Did you have large and small animal experience prior to applying to veterinary school?

Both. A much higher amount of small animal experience my first cycle, and no large animal vet experience until my second cycle

 

What types of paying jobs did you have before getting into MSU vet school? 

Lifeguard, veterinary assistant

 

How many people read your personal statement before submitting it?

3 I believe. My mom, my boyfriend (had them look for grammatical errors, made sure I didn’t ramble), and my mom’s friend who used to be a graduate professor (had her look for the more technical stuff that would have had it go from a good to a great statement, hopefully).

 

Did you volunteer? If so, where? 

Yes. I did NHS and Interact Club in HS (I was recommended by one admissions dean to put in high school stuff for my second cycle), as well as working at the local animal shelter throughout college.

 

When did you decide to become a vet?

Pretty much as soon as I knew it was a job. I’ve always loved animals (cliche, I know), and I had a growing interest in medicine as I went through school and learned more about it.

 

Did you interview any vets before starting the application process and finally getting into Mississippi State University? If so how did you approach them? 

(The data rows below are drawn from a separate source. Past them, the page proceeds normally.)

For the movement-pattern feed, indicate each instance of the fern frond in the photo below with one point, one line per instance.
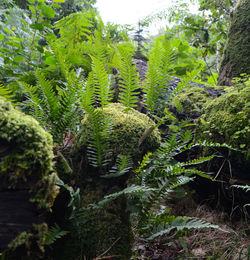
(122, 166)
(49, 95)
(97, 148)
(133, 189)
(87, 97)
(75, 26)
(129, 77)
(101, 82)
(182, 223)
(6, 92)
(35, 102)
(53, 234)
(246, 188)
(157, 75)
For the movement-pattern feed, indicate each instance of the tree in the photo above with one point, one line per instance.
(236, 56)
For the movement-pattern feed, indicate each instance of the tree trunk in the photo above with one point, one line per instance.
(236, 56)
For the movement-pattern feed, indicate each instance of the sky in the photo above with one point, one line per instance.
(131, 11)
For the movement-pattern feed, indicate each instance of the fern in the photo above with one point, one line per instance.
(246, 188)
(123, 165)
(129, 78)
(159, 65)
(182, 223)
(97, 147)
(6, 92)
(101, 82)
(53, 234)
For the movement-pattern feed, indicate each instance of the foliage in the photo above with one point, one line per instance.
(225, 119)
(129, 78)
(53, 107)
(53, 234)
(235, 60)
(66, 76)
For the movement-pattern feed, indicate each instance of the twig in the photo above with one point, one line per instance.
(105, 252)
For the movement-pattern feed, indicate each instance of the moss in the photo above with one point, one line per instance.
(192, 100)
(26, 164)
(226, 120)
(236, 56)
(30, 153)
(109, 228)
(127, 126)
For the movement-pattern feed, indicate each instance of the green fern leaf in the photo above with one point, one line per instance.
(6, 93)
(53, 234)
(129, 77)
(182, 223)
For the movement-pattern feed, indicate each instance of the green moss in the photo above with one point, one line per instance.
(109, 228)
(236, 56)
(27, 164)
(192, 100)
(127, 126)
(226, 120)
(101, 229)
(30, 152)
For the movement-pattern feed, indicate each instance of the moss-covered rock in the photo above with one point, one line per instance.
(236, 56)
(26, 173)
(108, 229)
(192, 100)
(226, 120)
(126, 129)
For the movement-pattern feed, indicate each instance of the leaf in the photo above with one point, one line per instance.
(19, 59)
(37, 26)
(48, 11)
(51, 60)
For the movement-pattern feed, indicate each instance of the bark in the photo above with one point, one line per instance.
(236, 55)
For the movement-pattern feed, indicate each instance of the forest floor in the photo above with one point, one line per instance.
(202, 243)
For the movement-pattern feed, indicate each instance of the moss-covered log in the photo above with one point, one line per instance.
(226, 120)
(27, 182)
(107, 231)
(236, 56)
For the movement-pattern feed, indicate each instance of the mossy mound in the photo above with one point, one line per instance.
(126, 129)
(192, 100)
(26, 171)
(109, 227)
(236, 56)
(226, 120)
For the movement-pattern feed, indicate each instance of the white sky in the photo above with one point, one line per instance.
(131, 11)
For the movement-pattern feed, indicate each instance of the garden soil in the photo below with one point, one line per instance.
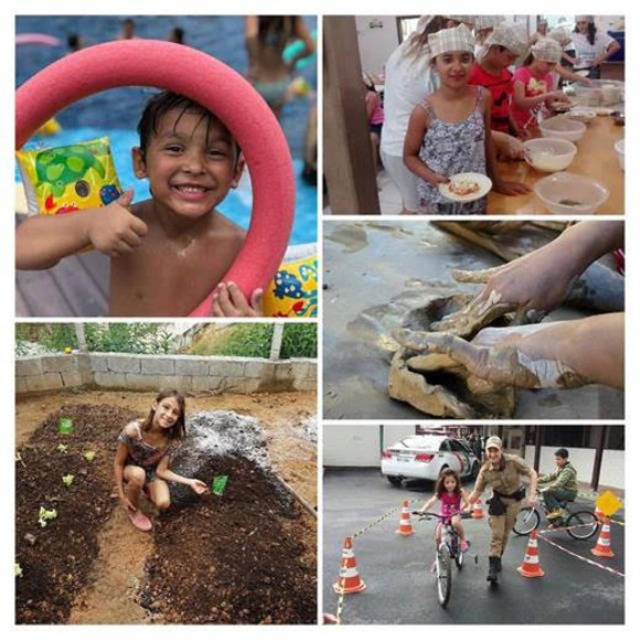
(248, 556)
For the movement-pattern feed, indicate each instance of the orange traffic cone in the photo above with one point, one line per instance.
(405, 528)
(477, 511)
(603, 546)
(530, 568)
(349, 580)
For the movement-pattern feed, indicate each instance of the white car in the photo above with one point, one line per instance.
(424, 457)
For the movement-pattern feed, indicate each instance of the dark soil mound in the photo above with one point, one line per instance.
(235, 558)
(56, 559)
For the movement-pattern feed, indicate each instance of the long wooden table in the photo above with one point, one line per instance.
(596, 158)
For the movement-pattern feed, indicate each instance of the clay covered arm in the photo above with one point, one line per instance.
(555, 355)
(539, 280)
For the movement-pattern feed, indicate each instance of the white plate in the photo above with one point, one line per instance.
(483, 181)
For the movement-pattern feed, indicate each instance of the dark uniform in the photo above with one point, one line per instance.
(508, 493)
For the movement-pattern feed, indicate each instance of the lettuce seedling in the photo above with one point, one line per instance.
(45, 516)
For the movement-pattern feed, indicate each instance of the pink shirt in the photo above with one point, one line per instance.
(449, 503)
(533, 86)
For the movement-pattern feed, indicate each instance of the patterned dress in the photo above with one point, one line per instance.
(143, 454)
(449, 148)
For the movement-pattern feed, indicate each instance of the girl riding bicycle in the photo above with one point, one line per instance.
(451, 495)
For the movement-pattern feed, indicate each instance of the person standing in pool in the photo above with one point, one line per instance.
(265, 39)
(449, 131)
(169, 252)
(145, 449)
(128, 30)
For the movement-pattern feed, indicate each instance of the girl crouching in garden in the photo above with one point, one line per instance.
(145, 449)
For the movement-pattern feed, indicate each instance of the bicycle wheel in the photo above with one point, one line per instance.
(582, 525)
(459, 556)
(443, 575)
(526, 521)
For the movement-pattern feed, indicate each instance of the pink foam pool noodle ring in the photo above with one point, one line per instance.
(215, 86)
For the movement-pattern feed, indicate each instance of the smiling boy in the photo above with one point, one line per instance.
(169, 252)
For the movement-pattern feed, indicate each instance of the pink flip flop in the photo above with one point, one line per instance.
(139, 520)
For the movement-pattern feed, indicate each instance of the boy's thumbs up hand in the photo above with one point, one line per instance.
(114, 230)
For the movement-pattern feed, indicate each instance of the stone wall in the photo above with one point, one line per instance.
(36, 374)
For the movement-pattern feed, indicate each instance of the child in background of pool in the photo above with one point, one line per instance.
(501, 49)
(265, 39)
(452, 498)
(145, 449)
(449, 131)
(533, 85)
(167, 253)
(176, 35)
(128, 30)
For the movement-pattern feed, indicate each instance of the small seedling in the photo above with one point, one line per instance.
(65, 426)
(219, 485)
(45, 516)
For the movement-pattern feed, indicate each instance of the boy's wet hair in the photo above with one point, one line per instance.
(160, 104)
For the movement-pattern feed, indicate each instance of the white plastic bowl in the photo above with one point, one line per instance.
(563, 127)
(619, 147)
(549, 154)
(569, 193)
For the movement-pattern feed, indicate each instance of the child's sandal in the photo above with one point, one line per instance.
(139, 520)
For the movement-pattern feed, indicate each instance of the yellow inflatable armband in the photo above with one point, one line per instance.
(49, 128)
(71, 178)
(293, 292)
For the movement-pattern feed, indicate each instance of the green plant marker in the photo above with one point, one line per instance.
(65, 426)
(219, 485)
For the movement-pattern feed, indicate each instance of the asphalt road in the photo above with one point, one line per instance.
(400, 587)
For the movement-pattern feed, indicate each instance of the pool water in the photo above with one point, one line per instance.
(114, 113)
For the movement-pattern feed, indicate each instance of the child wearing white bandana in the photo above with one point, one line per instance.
(449, 131)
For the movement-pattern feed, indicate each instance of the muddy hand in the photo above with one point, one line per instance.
(502, 362)
(481, 311)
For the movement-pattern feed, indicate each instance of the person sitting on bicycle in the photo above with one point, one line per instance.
(562, 485)
(451, 495)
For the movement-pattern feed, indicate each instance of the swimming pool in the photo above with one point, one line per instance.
(115, 113)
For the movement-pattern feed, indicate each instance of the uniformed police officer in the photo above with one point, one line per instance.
(503, 473)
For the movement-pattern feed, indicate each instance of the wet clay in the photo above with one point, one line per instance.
(436, 384)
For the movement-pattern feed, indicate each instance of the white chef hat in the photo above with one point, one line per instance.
(447, 40)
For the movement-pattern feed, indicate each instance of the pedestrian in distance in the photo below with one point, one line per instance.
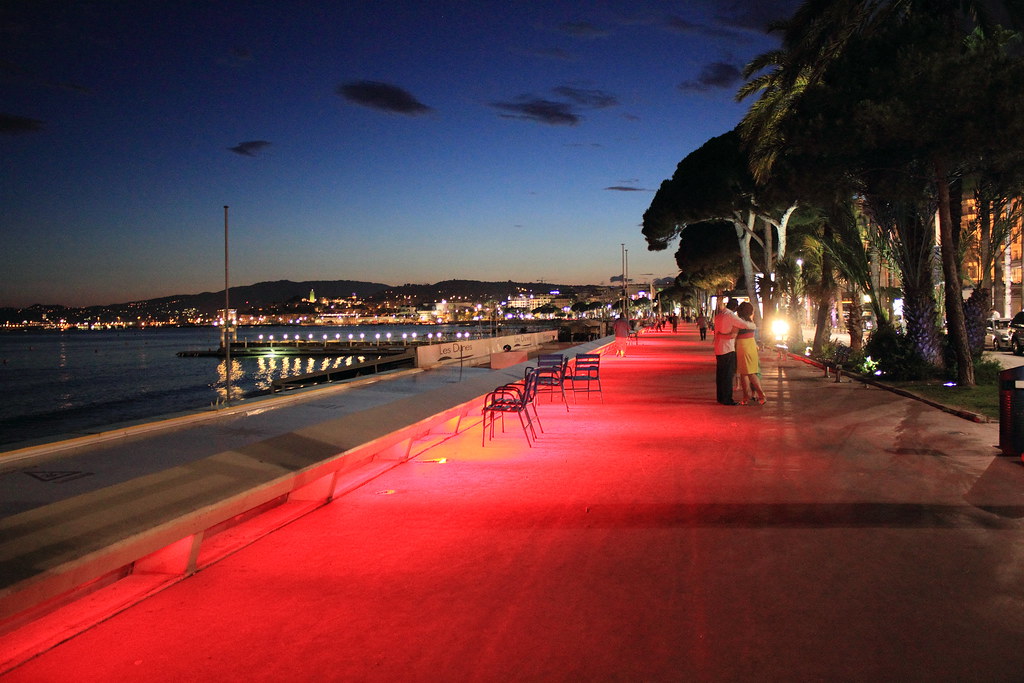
(726, 326)
(622, 330)
(702, 326)
(748, 364)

Not really. I worked for a few vets before applying and they would give some advice here and there. I also had a cousin going through medical school and since they had a similar application process he also gave me advice.

 



Were you a member of any clubs at your school? If so, which ones?

Yep, haha. I started a quidditch team my freshman year of college. I also added that in high school I was in NHS, book club, art club, band, musicals, and possibly more, can’t remember.

 

Did you apply for vet school after, or during your Bachelor’s education?

I applied the summer after my junior year of university.

 

Who gave you your letters of recommendation? Did you know them well?

I had them from both Professors and vets. Did I know them well? Not as well as I would have liked for some of the vets. My professor, I knew fairly well, we had a ~16 person class and we went on a weekend-long camping trip as a class, so I definitely knew him much better than all my other professors. For two of the vets I was only shadowing them for a few months, so didn’t get to know them very well. For the other two, I shadowed/assisted them for around 5 months before I asked for letters of rec, and they were large animal vets so we spent a lot of time in the trucks between calls. Plenty of time to chat about just about anything.

 

Did you find the application process stressful? Why or why not?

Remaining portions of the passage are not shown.